No.2-5




 掃討のための噂をする場所は校長室になった。机などの障害物が少なく広すぎないからだそうだ。トロフィーなどが飾ってある棚はガラスがみんな割れ、壁に飾ってある額縁は半数以上が壊れ下に落ちてしまっていた。

 すぐに行動出来るよう机の周りを立ったまま囲む。矢竹はこの段階でもふと気になったことがあり、百合へと軽く挙手した。

「先輩、質問があります」

「何かしら?」

「噂が蓄積されて発生する怪異は、有名ならより多くの噂が蓄積されて強くなると思うんです。けど、何でこっくりさんは初陣でも大丈夫だろうって扱いなんですか?」

「……えーと、ね」

 百合はそう言いながらコートの胸ポケットから一枚の紙を取り出した。レポート用紙を畳んだだけのそれはよく見ると『説明に詰まったら読んで下さい』と書いてあり、おそらく蘇芳が書いたものだと矢竹は推測した。初っぱなからカンペに頼る百合を、呆れたように桃がジト目で見る。そんな目線に気付かず百合は平然と説明に入った。

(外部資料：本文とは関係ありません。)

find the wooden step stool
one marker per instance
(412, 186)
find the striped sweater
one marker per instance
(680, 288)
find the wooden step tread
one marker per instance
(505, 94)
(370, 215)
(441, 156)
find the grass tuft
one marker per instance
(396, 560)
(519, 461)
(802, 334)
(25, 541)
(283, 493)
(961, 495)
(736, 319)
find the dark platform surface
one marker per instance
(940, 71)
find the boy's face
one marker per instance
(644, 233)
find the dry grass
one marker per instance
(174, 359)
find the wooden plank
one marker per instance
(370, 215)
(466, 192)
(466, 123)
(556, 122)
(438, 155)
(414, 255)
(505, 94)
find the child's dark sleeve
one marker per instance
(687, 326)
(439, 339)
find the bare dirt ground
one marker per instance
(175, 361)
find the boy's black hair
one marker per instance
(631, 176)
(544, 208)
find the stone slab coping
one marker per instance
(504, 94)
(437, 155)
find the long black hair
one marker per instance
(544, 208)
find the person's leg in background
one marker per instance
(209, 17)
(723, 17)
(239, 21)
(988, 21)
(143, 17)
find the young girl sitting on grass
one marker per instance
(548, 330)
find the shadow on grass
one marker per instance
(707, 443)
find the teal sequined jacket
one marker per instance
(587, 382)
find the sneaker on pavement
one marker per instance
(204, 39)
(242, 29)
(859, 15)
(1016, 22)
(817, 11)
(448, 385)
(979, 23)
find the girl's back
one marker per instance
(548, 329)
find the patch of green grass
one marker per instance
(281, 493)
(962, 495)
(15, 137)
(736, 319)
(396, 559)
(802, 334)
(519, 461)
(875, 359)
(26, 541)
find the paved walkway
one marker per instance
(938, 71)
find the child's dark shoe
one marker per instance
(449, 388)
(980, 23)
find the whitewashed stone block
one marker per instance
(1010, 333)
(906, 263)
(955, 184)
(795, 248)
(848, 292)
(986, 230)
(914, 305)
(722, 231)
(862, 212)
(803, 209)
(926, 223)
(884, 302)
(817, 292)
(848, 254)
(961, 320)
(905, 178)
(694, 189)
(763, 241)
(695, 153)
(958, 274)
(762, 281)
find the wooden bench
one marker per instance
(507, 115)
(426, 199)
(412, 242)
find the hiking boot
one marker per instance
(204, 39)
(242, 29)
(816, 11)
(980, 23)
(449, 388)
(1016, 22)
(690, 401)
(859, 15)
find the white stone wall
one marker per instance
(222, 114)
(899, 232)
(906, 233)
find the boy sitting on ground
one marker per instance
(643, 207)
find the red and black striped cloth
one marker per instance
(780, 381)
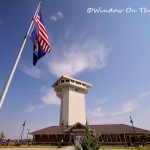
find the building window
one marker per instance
(77, 90)
(78, 83)
(109, 138)
(62, 81)
(118, 139)
(100, 138)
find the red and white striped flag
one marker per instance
(42, 34)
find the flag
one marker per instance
(40, 40)
(131, 121)
(24, 123)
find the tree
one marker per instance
(90, 140)
(2, 136)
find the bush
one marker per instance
(90, 140)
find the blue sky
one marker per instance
(109, 50)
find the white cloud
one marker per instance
(132, 104)
(56, 16)
(49, 96)
(32, 71)
(1, 22)
(126, 108)
(76, 55)
(97, 112)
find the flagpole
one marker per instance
(23, 130)
(5, 89)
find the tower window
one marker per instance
(77, 90)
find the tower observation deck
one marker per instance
(72, 94)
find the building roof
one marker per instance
(50, 130)
(101, 129)
(69, 78)
(116, 128)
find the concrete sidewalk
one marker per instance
(21, 148)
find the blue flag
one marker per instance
(38, 52)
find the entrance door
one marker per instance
(78, 139)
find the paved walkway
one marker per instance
(21, 148)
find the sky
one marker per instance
(102, 42)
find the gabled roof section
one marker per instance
(100, 129)
(50, 130)
(116, 128)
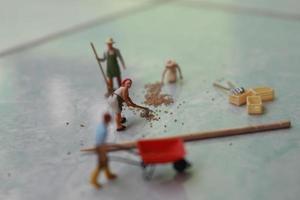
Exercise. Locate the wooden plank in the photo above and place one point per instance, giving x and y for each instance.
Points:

「えーと、何で力が強くないかっていうとね。それはこっくりさんがモノだからよ。矢竹は、こっくりさんは何だって聞いたことあるかしら?」

「何、ですか。俺が聞いたのは確か狐の霊だったと思いますけど」

「狐ね。こっくりさんは他にも動物霊だとか守護霊だとか、単に浮遊霊とだけ言われる場合もあるわ」

「弱っちそー」

 退屈そうに聞いていた桃が感想を漏らす。

「そう、。ルールを破った結果も『呪い殺される』とか『不幸な目に遭う』とか地域によってあやふやだし、そもそもそのルールすら厳密じゃないわ。名前が先走りすぎて中身が錯綜してる。だから現象として発生することも強固ではない」

 流れでカンペの内容を読み進めていた百合がふと驚嘆に声をあげる。

「へえ、怪異としては歴史が古いのね!」

 知らなかった話に目を煌めかせるその様は子どもみたいに無邪気だ。百合は興味の向くままカンペの内容を読んでいく。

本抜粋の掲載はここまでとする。